Omar Bradley, from Missouri, graduated from the U.S. Military Academy in 1915, in a class with 59 future generals known as “the class the stars fell on.” He served with an infantry regiment that never left the states during World War I, a fact that bothered him. During the interwar period, he taught at Army schools, including commandant of the Infantry School where he received his first star in 1941.

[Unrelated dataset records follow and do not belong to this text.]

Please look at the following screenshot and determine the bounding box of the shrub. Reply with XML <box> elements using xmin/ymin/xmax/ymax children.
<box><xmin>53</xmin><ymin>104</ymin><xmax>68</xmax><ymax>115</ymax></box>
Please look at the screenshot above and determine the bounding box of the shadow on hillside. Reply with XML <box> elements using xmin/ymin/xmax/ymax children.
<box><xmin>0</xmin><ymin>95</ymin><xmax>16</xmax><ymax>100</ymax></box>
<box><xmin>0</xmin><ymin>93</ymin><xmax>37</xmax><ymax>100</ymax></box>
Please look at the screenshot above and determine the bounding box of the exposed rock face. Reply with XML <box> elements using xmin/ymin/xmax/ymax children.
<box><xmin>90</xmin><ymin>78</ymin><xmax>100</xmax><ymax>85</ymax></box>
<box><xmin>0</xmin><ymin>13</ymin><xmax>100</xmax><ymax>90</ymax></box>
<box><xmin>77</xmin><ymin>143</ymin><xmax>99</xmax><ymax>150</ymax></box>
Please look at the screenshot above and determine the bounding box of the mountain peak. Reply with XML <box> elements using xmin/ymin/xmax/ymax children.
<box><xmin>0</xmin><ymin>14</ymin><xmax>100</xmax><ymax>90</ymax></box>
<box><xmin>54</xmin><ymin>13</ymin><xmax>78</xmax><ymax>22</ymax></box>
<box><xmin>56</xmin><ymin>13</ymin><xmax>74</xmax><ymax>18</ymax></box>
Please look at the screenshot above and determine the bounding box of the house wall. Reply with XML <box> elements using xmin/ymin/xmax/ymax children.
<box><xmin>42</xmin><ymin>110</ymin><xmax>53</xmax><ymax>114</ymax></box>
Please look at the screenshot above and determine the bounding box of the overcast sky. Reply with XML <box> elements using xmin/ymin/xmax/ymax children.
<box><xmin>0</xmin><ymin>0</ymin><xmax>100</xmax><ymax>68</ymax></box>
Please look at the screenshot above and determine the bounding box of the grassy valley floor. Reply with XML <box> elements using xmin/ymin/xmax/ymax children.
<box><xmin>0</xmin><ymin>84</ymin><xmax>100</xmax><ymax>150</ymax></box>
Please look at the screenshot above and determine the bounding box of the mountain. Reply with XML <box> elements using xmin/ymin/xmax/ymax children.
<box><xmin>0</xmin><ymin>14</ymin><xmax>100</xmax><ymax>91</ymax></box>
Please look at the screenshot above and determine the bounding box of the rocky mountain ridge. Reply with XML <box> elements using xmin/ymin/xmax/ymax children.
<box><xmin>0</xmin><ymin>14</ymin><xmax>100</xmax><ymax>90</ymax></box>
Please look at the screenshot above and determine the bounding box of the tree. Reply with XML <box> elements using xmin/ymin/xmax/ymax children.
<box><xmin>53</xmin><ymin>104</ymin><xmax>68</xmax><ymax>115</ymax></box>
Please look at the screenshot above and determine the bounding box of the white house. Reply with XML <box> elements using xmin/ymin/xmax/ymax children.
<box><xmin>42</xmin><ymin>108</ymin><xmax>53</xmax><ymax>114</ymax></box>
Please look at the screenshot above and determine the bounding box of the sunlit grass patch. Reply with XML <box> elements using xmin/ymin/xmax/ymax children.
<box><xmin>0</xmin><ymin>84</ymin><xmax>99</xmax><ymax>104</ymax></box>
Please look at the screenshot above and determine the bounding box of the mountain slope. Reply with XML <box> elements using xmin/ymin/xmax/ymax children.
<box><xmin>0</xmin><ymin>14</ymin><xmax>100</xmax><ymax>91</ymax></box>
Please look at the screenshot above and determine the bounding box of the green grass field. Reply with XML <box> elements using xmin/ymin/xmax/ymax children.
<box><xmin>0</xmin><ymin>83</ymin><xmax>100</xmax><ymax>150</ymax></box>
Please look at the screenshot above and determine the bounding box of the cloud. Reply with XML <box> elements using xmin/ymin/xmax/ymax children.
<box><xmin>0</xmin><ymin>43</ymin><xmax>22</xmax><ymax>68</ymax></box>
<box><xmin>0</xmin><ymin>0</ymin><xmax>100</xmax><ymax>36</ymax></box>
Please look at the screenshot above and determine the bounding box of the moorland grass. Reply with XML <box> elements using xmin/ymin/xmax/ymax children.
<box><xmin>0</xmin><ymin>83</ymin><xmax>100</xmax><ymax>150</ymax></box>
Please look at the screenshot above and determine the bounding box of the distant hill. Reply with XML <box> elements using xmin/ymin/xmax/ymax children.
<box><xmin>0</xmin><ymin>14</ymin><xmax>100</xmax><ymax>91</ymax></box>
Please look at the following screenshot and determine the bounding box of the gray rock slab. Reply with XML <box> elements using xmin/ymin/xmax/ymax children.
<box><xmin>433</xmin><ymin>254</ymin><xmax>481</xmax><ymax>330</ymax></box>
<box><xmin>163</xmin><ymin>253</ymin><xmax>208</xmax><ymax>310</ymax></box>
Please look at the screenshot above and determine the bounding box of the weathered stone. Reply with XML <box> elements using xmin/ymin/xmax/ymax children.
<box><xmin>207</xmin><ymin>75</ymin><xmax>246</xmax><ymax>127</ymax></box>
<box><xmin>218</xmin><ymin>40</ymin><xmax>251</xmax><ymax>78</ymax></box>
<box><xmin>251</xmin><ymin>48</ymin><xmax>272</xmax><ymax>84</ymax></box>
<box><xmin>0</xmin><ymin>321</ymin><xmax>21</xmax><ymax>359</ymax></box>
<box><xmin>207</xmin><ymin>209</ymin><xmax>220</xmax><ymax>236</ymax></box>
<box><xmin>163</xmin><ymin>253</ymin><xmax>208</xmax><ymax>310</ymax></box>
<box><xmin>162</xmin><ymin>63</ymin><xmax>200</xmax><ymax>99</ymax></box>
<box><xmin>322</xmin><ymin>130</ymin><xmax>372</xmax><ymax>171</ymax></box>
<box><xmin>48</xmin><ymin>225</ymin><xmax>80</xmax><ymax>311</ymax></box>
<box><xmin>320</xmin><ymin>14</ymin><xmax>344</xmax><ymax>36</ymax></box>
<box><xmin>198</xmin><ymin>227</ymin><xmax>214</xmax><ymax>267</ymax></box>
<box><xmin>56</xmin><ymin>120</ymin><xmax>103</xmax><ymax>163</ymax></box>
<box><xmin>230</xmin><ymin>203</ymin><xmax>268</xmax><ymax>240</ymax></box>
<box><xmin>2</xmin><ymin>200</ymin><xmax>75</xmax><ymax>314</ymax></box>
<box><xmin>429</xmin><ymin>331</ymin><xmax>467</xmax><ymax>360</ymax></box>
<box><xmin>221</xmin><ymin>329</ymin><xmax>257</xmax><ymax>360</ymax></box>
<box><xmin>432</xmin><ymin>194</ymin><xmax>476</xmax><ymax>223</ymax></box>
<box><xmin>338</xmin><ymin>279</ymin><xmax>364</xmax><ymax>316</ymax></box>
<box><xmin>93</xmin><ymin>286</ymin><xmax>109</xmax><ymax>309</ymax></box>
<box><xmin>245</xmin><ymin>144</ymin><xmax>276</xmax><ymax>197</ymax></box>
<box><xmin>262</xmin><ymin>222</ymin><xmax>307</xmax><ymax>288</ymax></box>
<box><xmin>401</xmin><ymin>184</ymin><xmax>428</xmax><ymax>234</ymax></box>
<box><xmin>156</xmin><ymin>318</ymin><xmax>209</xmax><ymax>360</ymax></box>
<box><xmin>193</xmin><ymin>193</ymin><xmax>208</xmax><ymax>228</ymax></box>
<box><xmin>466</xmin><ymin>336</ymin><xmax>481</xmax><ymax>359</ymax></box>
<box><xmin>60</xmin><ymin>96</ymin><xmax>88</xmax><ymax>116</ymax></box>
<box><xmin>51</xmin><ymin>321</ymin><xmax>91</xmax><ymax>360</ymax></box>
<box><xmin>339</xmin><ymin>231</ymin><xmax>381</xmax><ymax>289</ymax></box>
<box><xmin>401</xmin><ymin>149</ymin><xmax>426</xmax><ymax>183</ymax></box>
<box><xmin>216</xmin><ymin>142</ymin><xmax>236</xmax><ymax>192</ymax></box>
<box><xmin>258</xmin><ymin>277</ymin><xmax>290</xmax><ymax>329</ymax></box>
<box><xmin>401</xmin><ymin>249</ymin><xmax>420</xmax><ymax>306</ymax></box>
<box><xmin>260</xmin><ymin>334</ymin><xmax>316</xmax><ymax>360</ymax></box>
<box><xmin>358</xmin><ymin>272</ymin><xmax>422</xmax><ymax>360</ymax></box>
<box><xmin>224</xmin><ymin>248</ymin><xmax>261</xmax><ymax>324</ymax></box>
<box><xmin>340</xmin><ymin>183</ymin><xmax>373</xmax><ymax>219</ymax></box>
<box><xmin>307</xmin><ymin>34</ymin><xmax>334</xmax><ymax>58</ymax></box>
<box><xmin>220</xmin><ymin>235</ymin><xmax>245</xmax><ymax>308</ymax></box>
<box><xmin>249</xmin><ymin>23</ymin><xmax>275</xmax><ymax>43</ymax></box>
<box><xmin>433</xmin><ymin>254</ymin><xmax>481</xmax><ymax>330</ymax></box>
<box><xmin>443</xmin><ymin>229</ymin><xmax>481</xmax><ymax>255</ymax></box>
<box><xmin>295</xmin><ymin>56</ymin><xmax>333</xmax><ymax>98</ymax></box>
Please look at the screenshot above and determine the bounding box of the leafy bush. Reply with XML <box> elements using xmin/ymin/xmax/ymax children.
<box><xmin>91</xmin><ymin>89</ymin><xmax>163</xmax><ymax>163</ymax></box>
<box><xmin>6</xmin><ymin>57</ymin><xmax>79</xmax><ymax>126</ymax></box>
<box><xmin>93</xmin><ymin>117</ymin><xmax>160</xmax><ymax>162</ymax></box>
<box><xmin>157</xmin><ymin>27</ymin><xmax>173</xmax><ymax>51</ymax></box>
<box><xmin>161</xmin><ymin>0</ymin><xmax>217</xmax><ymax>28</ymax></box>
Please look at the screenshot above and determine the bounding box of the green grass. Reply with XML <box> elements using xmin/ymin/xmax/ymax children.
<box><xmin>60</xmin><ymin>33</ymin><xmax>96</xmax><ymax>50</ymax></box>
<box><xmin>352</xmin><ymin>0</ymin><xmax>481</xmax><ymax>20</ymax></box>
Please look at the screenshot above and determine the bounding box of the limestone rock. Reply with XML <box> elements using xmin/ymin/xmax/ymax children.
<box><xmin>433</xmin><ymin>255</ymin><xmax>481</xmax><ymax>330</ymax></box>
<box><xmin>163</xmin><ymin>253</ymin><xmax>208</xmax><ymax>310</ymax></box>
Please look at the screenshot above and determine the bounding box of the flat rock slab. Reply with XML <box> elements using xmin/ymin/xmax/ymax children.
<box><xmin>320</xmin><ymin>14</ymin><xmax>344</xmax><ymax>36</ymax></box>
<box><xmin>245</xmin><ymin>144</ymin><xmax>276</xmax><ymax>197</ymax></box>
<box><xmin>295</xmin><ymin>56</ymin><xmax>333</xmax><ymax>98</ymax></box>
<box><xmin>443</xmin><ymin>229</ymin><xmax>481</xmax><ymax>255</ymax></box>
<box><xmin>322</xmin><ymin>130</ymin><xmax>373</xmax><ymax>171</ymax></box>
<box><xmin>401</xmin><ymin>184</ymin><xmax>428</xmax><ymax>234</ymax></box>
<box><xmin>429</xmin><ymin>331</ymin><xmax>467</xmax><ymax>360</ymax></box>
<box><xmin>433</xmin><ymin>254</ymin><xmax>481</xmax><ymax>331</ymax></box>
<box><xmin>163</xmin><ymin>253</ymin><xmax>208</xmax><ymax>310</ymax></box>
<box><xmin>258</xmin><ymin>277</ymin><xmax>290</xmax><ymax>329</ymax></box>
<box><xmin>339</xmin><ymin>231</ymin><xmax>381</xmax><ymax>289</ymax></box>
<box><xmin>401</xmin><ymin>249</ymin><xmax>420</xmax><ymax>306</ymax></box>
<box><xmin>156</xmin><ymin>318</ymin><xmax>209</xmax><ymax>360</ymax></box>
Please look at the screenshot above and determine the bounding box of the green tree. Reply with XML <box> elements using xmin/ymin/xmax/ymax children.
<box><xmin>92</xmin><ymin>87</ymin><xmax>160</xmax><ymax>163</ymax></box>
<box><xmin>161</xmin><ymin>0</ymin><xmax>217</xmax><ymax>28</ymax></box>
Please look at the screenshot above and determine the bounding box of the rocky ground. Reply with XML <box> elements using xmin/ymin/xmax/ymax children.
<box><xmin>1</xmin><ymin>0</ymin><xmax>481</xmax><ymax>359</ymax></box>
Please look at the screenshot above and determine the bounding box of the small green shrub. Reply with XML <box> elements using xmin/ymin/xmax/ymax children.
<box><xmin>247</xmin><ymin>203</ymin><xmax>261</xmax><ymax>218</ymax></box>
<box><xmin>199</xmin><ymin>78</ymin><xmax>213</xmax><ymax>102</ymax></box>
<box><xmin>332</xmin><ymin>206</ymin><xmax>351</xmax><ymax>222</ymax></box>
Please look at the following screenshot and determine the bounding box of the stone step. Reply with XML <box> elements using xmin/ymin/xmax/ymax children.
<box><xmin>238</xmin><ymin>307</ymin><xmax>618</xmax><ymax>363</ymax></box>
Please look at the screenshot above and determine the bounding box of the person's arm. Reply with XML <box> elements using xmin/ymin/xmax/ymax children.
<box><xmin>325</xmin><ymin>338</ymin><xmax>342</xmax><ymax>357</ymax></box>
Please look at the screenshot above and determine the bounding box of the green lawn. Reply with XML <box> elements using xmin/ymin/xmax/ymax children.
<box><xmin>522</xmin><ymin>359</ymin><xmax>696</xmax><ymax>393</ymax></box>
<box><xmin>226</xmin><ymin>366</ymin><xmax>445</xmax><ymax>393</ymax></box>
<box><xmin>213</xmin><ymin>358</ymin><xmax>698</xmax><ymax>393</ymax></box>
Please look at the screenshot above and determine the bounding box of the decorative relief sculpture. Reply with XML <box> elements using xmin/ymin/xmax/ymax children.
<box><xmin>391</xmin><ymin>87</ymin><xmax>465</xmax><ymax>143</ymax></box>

He commanded the 82nd and 28th infantry divisions in the early days of World War II. In 1943, Bradley served under Lt. Gen. Patton in North Africa as a Corps commander. Gen. Eisenhower chose Bradley to be Army Group Commander during Operation Overlord, where he led 1st Army through Normandy. By the end of World War II, Bradley commanded 43 divisions, about 1.3 million soldiers.
After the war, Gen. Bradley served as the head of Veterans Affairs, and then followed Eisenhower as Chief of Staff, and then became Chair of the Joint Chiefs. During the Korean War, Bradley opposed expanding the war to include China. He was promoted to General of the Army (five stars) in 1950. His time leading the Joint Chiefs ended in 1953.
After leaving active service, Bradley joined the Bulova Watch Company, eventually becoming chairman of the board. Bradley served as the President of the George C. Marshall Foundation. He was awarded the Presidential Medal of Freedom in 1977 for his long service to the United States. Bradley died in New York on April 8, 1981.